Urmodell aus verlorener Form (Pilatus B4 M1:6)

Urmodell aus verlorener Form (Pilatus B4 M1:6)

Beitragvon vanquish » Mi 8. Nov 2017, 09:22

Hallo,

Viele Ideen, wenig Zeit... Dennoch möchte ich gerne einen kleinen Erfahrungsbericht zur Erstellung eines Urmodells für eine Pilatus B4 im Maßstab 1:6 aus einer "verlorenen Form" erstellen. Diese Vorgehensweise ist weder neu, noch von mir. Ich habe sie von Georg Schamberger abgeguckt.
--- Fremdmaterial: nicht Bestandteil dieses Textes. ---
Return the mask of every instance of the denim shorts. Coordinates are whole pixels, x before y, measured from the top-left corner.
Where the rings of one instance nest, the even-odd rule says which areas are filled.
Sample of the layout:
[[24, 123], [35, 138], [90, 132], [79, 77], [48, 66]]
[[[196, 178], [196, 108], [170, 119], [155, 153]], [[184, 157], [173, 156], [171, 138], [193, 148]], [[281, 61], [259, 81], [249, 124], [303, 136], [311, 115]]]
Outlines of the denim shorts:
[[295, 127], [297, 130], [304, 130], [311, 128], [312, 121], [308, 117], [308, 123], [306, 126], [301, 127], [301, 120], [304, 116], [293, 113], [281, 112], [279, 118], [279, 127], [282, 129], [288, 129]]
Hier die Links zu seinen beiden Threads im RC-Network:
Swift S1: http://www.rc-network.de/forum/showthre ... t+urmodell
DG 1000: http://www.rc-network.de/forum/showthre ... -(M-1-3-25)-Bau-mit-quot-schnellem-Urmodell-quot-!?p=3007963&highlight=swift#post3007963

ich habe mich für diese Vorgehensweise aus folgenden Gründen entschieden:
1. ich wollte einfach mal was neues probieren
2. Styrodur ist sehr kostengünstig
3. Im Gegensatz zu positiv gefrästen Urmodellen mit gefräster Trennebene hat man einen "echten" Rumpf in der Hand und kann ggf. leichte Anpassungen vornehmen

Die CAD-Files für eine B4 im Maßstab 1:5 habe ich bereits im Jahr 2013 erstellt (http://www.rc-network.de/forum/showthread.php/383612-Pilatus-B4-Konstruktionszeichnungen-3-Seitenansicht?highlight=pilatus+cad). Profiliert habe im Endeffekt mit einem eigenen (F3b-lastigen) Entwurf, den ich kurz davor für den Swift eines Bekannten gerechnet hatte.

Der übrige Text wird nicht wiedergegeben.